現在「146年前の今日。」という書き出しで西南戦争の概況と、同日の佐々友房の日記から彼の毎日をTweetするアカウントがある。


ちょうどいまごろ(4月30日)は熊本城東会戦でボロ負けして、険しい山の中を敗走し、人吉に新たに拠点を設ける薩軍に合流するあたり。

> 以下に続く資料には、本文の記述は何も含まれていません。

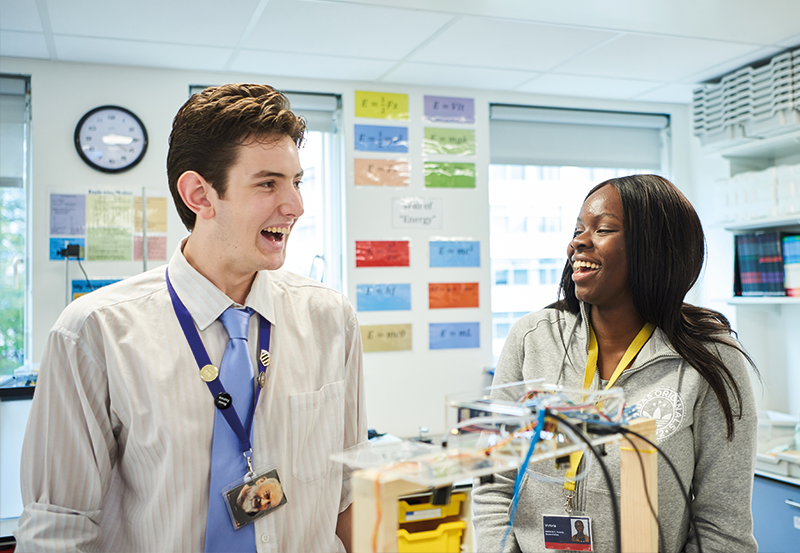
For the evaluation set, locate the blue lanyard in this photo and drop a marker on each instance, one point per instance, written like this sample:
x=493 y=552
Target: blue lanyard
x=215 y=386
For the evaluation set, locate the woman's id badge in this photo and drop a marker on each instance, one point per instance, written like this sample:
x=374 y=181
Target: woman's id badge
x=255 y=497
x=565 y=532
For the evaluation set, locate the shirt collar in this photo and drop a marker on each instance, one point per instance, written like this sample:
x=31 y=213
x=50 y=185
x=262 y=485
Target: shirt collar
x=205 y=301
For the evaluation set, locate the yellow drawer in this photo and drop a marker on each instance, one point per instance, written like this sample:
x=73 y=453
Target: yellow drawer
x=445 y=539
x=425 y=511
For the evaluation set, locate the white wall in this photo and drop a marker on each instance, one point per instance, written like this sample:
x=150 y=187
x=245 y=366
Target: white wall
x=405 y=390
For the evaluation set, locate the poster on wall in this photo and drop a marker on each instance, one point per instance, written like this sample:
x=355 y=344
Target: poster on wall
x=380 y=172
x=380 y=138
x=381 y=105
x=383 y=297
x=386 y=337
x=382 y=253
x=419 y=213
x=456 y=142
x=445 y=295
x=454 y=335
x=449 y=175
x=445 y=109
x=109 y=224
x=455 y=253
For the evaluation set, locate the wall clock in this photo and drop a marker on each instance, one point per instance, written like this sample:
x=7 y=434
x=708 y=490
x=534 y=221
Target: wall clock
x=111 y=139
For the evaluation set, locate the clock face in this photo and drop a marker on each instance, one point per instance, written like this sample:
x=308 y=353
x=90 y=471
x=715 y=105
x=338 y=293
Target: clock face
x=111 y=139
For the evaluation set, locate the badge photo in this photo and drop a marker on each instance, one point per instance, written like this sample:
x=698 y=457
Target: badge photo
x=255 y=498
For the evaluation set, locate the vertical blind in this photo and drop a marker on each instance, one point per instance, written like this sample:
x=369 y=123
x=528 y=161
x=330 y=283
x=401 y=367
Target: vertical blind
x=528 y=135
x=319 y=110
x=13 y=118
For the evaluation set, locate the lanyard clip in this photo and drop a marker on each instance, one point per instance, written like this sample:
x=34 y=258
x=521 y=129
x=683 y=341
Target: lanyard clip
x=248 y=456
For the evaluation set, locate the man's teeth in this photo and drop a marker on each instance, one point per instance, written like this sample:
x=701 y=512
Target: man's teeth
x=277 y=230
x=585 y=265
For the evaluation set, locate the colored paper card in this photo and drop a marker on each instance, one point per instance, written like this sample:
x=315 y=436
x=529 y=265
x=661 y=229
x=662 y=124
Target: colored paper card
x=457 y=142
x=416 y=213
x=67 y=214
x=109 y=244
x=156 y=248
x=382 y=253
x=156 y=214
x=455 y=253
x=443 y=295
x=386 y=337
x=383 y=297
x=454 y=335
x=381 y=172
x=57 y=244
x=449 y=175
x=443 y=109
x=379 y=138
x=83 y=287
x=381 y=105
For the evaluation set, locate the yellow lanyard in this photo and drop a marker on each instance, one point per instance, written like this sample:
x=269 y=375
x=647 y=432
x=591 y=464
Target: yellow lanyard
x=591 y=367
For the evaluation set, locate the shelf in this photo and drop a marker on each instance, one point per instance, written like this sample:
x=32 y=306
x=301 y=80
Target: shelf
x=782 y=145
x=764 y=300
x=775 y=222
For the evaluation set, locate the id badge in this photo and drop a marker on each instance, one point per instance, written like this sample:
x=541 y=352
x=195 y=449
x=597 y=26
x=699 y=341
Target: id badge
x=253 y=498
x=565 y=532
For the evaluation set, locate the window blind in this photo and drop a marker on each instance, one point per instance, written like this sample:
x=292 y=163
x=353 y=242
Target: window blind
x=528 y=135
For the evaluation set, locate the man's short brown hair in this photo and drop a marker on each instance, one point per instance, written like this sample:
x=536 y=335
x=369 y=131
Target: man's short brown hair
x=212 y=124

ここへきて、ボロボロになった佐々が冷静に薩軍の様子を見ていることがわかる。
薩軍の軍議は言葉だけ勇壮。だが現実は負け戦である。
太平洋戦争時の大本営発表と同じだ。
ダメな理念、取り繕う組織、そこに踊った自分を、淡々と見つめるかのような表現が彼の日記に現れ始めた。
これからつくる日本はこのような理念や人や組織ではダメだと気づき始めている。
佐々が官軍に投降するまであと3ヶ月半。
さて、どうなっていくことやら。


「そんなことはないだろ」という目で見てみると、
世の中のいろんなことが、深く読めてくる。
皆さんにもその楽しさを味わっていただきたい。
その取っ掛かりとして澤田瞳子さんの『吼えろ道真』あるいは『泣くな道真』は、ホント、おすすめだ。

僕がこの本を読み終えたのはちょうど1週間前。
義父の一周忌で訪れた東京から福岡を経由して熊本に戻る途中で、僕が乗った西鉄電車が榎社の前の踏切を通過している、まさにその時だった。

以前撮影した「西鉄電車から見た榎社の入り口」。門前がいきなり踏切なんだね。

偶然とはいえ「そんなことがあるのか?」

あの世で春を楽しんでいる食えないジジイの道真公が、きっとそんなタイミングになるよう悪戯を仕掛けてきたのだと思っている。